António Costa insiste: o grande problema dos fogos é o desordenamento da floresta. Talvez seja, mas estes últimos incêndios dizimaram 80% do Pinhal de Leiria, uma mata nacional perfeitamente ordenada. Aí, o problema não foi a falta de uma reforma legislativa - foi pura falta de cuidado. A 4 de Agosto, o investigador Gabriel Roldão tinha dito esta frase profética à agência Lusa: "O Pinhal de Leiria está sujeito a que aconteça um cataclismo enorme por falta de limpeza e de tratamento, que poderá provocar um incêndio que irá destruir a maior parte do Pinhal”. Ninguém o ouviu.

“Temos consciência que o País nos exige resultados em contra-relógio, após décadas de desordenamento florestal. Não podemos iludir os portugueses sobre a imediata produção de resultados, mas não receamos este desafio. Pelo contrário. Encontramos nesta exigência nacional a motivação acrescida para vencermos coletivamente esta batalha. A dilação na produção de resultados só torna mais urgente o início da concretização da reforma da floresta”.

Foi um dos momentos mais infelizes de António Costa na madrugada de segunda-feira, ao dizer que “o país tem de estar consciente que a situação que estamos a viver vai seguramente prolongar-se para os próximos anos”. Uma espécie de "Habituem-se". Agora, o primeiro-ministro já reconhece a necessidade de actuar "em contra-relógio" e de forma "urgente".

“Esta reforma não esgota as consequências a retirar deste verão dramático. Há quatro dias, a Comissão Técnica Independente nomeada pela Assembleia da República na sequência da tragédia de Pedrógão Grande apresentou um relatório que analisa em profundidade todo o nosso sistema de prevenção e de combate a incêndios florestais.

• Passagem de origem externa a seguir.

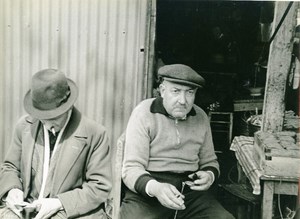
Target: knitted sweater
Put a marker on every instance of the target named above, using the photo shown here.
(156, 142)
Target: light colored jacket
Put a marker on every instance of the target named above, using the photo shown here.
(82, 180)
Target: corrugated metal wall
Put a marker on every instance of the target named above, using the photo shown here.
(100, 44)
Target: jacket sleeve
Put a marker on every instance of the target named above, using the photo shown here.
(136, 153)
(97, 180)
(10, 170)
(207, 156)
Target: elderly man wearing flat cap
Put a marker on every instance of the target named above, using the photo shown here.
(58, 164)
(169, 159)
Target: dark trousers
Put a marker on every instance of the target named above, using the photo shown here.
(199, 204)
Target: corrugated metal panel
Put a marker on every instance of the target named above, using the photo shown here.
(97, 43)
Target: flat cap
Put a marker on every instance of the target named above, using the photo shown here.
(181, 74)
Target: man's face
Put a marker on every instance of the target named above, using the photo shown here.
(178, 99)
(56, 123)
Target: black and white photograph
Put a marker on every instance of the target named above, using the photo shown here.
(149, 109)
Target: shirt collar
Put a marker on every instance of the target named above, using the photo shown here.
(158, 107)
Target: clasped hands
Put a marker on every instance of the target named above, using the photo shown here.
(169, 196)
(45, 207)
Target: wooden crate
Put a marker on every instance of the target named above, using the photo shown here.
(275, 160)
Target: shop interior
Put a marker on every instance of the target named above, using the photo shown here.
(227, 42)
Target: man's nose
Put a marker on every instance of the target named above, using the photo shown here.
(182, 98)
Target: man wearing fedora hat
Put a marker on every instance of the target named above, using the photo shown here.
(58, 165)
(169, 160)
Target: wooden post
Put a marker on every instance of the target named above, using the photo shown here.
(278, 68)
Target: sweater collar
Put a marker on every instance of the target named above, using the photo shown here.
(158, 107)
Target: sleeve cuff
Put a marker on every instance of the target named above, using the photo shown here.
(214, 171)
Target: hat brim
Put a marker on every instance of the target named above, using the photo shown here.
(183, 82)
(50, 114)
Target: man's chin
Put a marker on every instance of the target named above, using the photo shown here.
(179, 115)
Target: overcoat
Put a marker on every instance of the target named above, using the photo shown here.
(82, 178)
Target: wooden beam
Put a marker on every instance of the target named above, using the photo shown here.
(278, 68)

A principal responsabilidade política do Governo é agora concretizar em medidas as conclusões e recomendações deste relatório. (…) Da parte do Governo podem contar com total determinação na assunção de responsabilidades na reconstrução do território e na reparação dos danos, na execução das reformas da floresta e do modelo de prevenção e combate aos incêndios. (…) Depois deste ano, nada pode ficar como antes”.

O relatório da Comissão Técnica Independente sobre Pedrógão Grande provocou um enorme buraco na retórica de António Costa sobre este tema: ao contrário do que costuma dizer o primeiro-ministro, os técnicos entendem que o atual modelo de prevenção e combate aos fogos não serve. Costa não insiste e aceita: as coisas vão mesmo ter que mudar. Da mesma forma, aceita e repete aquilo que o Presidente da República voltou a dizer hoje: Marcelo referiu num comunicado que são precisos "atos" e não "palavras" e o primeiro-ministro afirmou, em resposta aos jornalistas depois do discurso, que “temos de passar das palavras aos atos“. Só há um ponto em que Costa não cede, pelo menos para já: a ministra da Administração Interna fica. "Não é um tempo de demissões, é um tempo de soluções", repetiu, numa incompreensível teimosia. Depois da queda da ponte de Entre-os-rios, Jorge Coelho deixou o Governo por muito menos.